Se non correttamente riconosciuta, la dispareunia sembra una patologia apparentemente irrisolvibile, che spesso costringe a rimbalzare da un ginecologo all’altro senza avere risposte certe, rispedite a casa nella migliore delle ipotesi con una confezione di ovuli e un lubrificante. Nella peggiore, ci si sente dire che “è tutto nella nostra testa”, che dobbiamo solo “rivolgerci a uno psicologo, o a uno psichiatra”.

Parole che fanno male quasi quanto il dolore fisico. Non bastasse la dispareunia a mettere in ginocchio noi e i nostri rapporti, infatti, viene insinuato il dubbio che sia colpa nostra, che siamo “pazze” e che ci stiamo inventando tutto.

Eppure, le soluzioni ci sono. Naturalmente, viste le diverse tipologie e le possibili cause a esse associate, cure e rimedi varieranno a seconda delle peculiarità del disturbo specifico, che il medico potrebbe valutare in termini multidisciplinari, ponderando i fattori biologici, relazioni e psicologici per disegnare un quadro clinico più preciso. A livello generale, le terapie per la dispareunia possono essere di tipo farmacologico, riabilitativo, chirurgico, sessuologico e psicoterapeutico, individuali e/o in coppia.

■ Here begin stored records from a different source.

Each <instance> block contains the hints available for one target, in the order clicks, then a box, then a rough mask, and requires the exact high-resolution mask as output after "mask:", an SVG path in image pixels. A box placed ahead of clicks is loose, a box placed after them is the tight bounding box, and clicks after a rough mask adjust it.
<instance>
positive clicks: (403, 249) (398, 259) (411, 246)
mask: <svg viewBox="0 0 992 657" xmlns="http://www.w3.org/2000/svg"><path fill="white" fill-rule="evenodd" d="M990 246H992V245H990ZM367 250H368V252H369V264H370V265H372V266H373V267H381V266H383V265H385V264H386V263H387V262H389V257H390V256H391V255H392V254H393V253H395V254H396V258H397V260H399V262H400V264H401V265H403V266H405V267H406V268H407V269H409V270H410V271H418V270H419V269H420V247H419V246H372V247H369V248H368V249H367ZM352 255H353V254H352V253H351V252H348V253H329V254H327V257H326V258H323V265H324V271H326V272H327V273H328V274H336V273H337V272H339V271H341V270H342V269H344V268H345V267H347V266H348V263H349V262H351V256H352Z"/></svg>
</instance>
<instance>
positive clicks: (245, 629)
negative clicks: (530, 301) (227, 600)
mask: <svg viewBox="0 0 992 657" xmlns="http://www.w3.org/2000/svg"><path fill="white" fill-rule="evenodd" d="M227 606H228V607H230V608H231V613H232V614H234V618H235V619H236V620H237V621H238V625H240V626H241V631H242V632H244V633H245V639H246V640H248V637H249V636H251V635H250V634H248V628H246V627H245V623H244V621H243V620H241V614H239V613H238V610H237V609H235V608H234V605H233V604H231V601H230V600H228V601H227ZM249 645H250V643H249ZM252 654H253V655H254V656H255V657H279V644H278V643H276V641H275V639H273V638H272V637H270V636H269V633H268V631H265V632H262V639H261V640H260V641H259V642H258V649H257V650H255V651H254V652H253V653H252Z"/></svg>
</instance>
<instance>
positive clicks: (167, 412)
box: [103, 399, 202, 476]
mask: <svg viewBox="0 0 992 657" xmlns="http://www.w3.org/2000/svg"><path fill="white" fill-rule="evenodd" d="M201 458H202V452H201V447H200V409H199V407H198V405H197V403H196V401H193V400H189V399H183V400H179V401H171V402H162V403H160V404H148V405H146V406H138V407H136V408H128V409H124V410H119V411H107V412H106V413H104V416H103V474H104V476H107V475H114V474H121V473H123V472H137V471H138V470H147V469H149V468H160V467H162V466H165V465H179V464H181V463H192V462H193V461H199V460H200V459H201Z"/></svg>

Le terapie possono articolarsi sulla cura delle infezioni che possono essere associate alla dispareunia (in primis la candida, con annessa attenzione per le abitudini alimentari) o sulla terapia dell’iperattività mastocitaria: i mastociti, molto abbondanti nel peritoneo, si attivano in caso di reazioni allergiche o di ipersensibilità secernendo granuli che portano alla contrazione della muscolatura liscia.

Nel caso della dispareunia, dev’essere ridotta questa degranulazione.

Si interviene inoltre sul tono del muscolo elevatore dell’ano attraverso esercizi mirati oppure con sedute mediche, per esempio di biofeedback. Se necessario possono essere introdotte terapie ormonali e, in tutti i casi, il medico si concentrerà molto sulle terapie di riduzione del dolore con cure farmacologiche o chirurgiche a seconda della gravità della patologia. Se è profonda si andrà chiaramente a intervenire su endometriosi, dolore pelvico cronico o malattia infiammatoria pelvica.

Alcuni medici consigliano di seguire parallelamente terapie psicosessuali e di rivedere le proprie abitudini e stili di vita (alimentazione, medicinali assunti, abbigliamento che possa eventualmente costringere troppo l’inguine e così via).

Potrebbe sembrare superficiale dirlo ma è importante ribadirlo: sono da evitare assolutamente i rimedi fai da te. Il problema è troppo complesso ed è spesso un intreccio di più disturbi e fattori tali da rendere impossibile una auto-diagnosi o una cura casuale o, ancora, consigliata dalla vicina di casa.